Modern-Day Slavery Policy
1. Purpose of policy
eEnergy recognizes and embraces its legal and moral responsibility regarding Modern Slavery and Human Trafficking
and will take reasonable steps to ensure that no such activities arise within or in support of its business.
eEnergy aims to ensure that no modern slavery or human trafficking exists in any form within its business, subsidiaries
or within our partners and suppliers.
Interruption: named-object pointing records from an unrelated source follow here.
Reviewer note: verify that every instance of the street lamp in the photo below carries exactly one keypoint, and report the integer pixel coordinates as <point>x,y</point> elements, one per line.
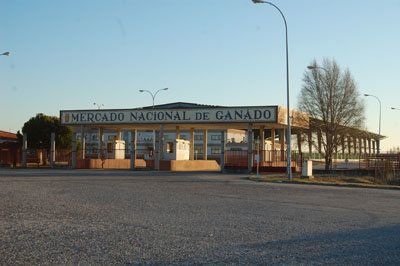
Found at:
<point>380,108</point>
<point>153,96</point>
<point>288,134</point>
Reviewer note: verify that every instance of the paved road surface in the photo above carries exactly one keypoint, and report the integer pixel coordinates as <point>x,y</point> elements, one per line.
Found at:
<point>122,217</point>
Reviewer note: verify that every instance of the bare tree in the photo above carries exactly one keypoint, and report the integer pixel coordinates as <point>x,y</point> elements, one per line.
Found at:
<point>331,98</point>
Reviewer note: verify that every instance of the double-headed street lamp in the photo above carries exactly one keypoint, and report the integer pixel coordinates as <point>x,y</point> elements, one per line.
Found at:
<point>380,108</point>
<point>153,96</point>
<point>288,135</point>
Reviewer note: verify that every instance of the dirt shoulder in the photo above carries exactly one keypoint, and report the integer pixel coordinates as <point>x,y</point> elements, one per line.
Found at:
<point>331,180</point>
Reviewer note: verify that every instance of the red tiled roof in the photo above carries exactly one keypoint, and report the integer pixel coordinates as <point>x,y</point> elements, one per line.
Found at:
<point>8,135</point>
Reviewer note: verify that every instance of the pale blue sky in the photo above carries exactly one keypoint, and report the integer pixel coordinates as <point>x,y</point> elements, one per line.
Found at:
<point>69,54</point>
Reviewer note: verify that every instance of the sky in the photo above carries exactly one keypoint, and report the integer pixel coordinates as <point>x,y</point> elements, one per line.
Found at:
<point>69,54</point>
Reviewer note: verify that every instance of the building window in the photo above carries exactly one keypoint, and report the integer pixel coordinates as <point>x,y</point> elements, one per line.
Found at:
<point>198,137</point>
<point>170,147</point>
<point>215,137</point>
<point>216,151</point>
<point>198,150</point>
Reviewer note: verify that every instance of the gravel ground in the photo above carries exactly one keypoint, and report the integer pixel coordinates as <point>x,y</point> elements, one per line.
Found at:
<point>122,217</point>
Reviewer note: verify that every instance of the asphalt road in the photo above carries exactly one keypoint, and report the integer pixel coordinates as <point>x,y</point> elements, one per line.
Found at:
<point>122,217</point>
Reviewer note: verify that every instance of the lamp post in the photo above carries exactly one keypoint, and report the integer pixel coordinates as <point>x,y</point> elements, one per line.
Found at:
<point>380,108</point>
<point>288,134</point>
<point>153,96</point>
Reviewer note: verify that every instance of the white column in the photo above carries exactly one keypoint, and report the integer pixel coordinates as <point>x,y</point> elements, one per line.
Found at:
<point>223,137</point>
<point>250,147</point>
<point>73,150</point>
<point>205,136</point>
<point>157,150</point>
<point>161,140</point>
<point>191,154</point>
<point>52,149</point>
<point>118,134</point>
<point>101,137</point>
<point>24,148</point>
<point>83,144</point>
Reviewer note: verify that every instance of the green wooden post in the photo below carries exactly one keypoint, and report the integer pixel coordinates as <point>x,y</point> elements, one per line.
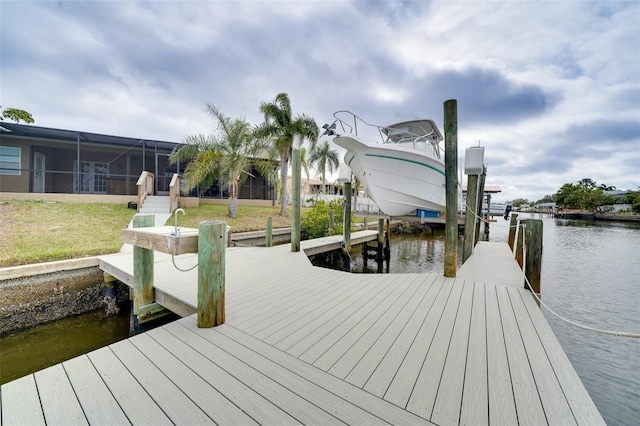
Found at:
<point>269,236</point>
<point>533,259</point>
<point>142,267</point>
<point>331,220</point>
<point>211,272</point>
<point>480,200</point>
<point>346,229</point>
<point>451,183</point>
<point>295,200</point>
<point>470,217</point>
<point>486,224</point>
<point>519,237</point>
<point>512,230</point>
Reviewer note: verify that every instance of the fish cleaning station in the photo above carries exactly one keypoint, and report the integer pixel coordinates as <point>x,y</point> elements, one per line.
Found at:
<point>267,338</point>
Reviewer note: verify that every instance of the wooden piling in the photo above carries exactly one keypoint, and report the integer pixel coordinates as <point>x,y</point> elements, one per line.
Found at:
<point>142,267</point>
<point>269,235</point>
<point>346,229</point>
<point>533,253</point>
<point>481,182</point>
<point>512,230</point>
<point>451,183</point>
<point>519,237</point>
<point>295,200</point>
<point>211,272</point>
<point>470,217</point>
<point>486,224</point>
<point>331,220</point>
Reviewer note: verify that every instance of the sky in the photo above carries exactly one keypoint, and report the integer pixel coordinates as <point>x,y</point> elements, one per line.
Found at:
<point>551,89</point>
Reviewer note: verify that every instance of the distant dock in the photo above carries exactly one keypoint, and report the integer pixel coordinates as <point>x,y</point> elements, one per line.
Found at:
<point>303,344</point>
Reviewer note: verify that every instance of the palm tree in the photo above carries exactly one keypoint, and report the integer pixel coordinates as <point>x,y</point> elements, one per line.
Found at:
<point>280,128</point>
<point>223,155</point>
<point>324,157</point>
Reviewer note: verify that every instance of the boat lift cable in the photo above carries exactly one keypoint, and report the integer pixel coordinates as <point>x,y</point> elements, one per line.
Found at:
<point>584,327</point>
<point>481,219</point>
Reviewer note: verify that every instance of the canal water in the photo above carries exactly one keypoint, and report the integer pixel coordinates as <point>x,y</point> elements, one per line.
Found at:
<point>24,352</point>
<point>590,275</point>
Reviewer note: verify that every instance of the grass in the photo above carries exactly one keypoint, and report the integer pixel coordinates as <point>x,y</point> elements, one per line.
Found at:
<point>37,231</point>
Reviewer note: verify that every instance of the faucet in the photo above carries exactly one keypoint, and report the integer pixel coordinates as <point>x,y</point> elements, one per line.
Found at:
<point>175,232</point>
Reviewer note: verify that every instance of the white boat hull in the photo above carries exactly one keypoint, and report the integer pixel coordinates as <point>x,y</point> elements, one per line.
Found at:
<point>399,180</point>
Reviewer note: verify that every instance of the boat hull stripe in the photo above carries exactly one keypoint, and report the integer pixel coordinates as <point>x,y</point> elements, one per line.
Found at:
<point>406,160</point>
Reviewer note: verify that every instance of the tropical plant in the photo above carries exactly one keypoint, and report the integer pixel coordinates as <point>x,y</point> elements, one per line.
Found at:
<point>279,129</point>
<point>224,155</point>
<point>324,157</point>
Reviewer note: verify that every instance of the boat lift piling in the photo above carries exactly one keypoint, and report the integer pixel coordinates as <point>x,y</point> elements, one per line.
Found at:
<point>451,185</point>
<point>473,168</point>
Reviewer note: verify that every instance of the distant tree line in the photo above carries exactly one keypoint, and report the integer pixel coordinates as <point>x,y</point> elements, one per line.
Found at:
<point>17,115</point>
<point>586,195</point>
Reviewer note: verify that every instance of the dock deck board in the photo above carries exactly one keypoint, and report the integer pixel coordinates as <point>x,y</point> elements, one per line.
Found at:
<point>309,345</point>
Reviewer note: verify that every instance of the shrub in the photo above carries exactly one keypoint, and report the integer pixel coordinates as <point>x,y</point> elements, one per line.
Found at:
<point>315,223</point>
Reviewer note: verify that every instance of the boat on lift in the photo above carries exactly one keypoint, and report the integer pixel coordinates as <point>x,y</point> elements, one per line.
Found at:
<point>403,170</point>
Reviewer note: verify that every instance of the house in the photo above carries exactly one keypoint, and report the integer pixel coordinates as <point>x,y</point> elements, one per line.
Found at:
<point>45,160</point>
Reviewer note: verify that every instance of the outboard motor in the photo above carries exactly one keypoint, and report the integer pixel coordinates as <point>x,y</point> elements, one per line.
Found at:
<point>507,210</point>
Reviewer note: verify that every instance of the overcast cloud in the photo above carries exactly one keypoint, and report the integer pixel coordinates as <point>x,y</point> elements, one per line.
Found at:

We will comply with all recognized codes of practice and legislations regarding
human rights, working conditions and employment/organisational practices and will implement measures to ensure that
our partners and suppliers reach these standards also.
2. What is Modern Slavery?
Human trafficking is to illegally move individuals for typical purposes of forced labour or commercial sexual exploitation.
Someone would be considered as being in slavery if;
- They are forced to work through the threat of mental or physical injury.
- They are owned or controlled by an ‘employer’ through the action of or threat of mental or physical abuse.
- They are dehumanised, treated as a commodity, or bought/sold as though property.
- They are physically constrained or are restricted in terms of their freedom of movement.
- Slavery – Where ownership is exercised over an individual.
- Servitude – Obligation to provide services through coercion, abuse or the threat of abuse.
- Forced labour – An individual being forced to work against their will due to threat of punishment.
3. Potential Indicators
Should an individual be a victim of slavery or human trafficking, indicators such as the below may be witnessed or
discovered through conversations:
- Signs of being controlled or dependent on another individual.
- Fear of police/figures of authority.
- Signs of physical or psychological trauma.
- The withholding of wages i.e., paid very little or not paid at all.
- Excessive hours or overtime with few breaks.
- Limited freedom of movement e.g., unable to do things after/before work.
- Fearful of disclosing too much about their situation.
4. Our Policies
We have a number of internal policies to ensure that we are conducting business in an ethical and transparent way.
- Recruitment policy – robust processes are in place to ensure that all eEnergy employees undergo the relevant right to work checks.
- Whistleblowing policy – to ensure that employees know they can raise concerns about how colleagues are treated, or practices within the business or supply chain, without fear of repercussions.
- Business code of conduct policy – outlines the organisational standards expected from employees and suppliers.
5. Who to Contact
Should any member of eEnergy staff suspect any instance of modern slavery of any individual, they should
immediately contact their line manager and report their concerns. Line Managers must ensure that any and all
concerns are recorded and immediately passed to a senior member of the HR Team who will involve external
organisations as required in a timely manner.
Should an individual not feel comfortable reporting any of their concerns to their line manager, they should seek to
contact a member of senior management or utilise the confidential global whistleblowing hotline for which
the contact details are clearly accessible in Appendix One at the end of this policy.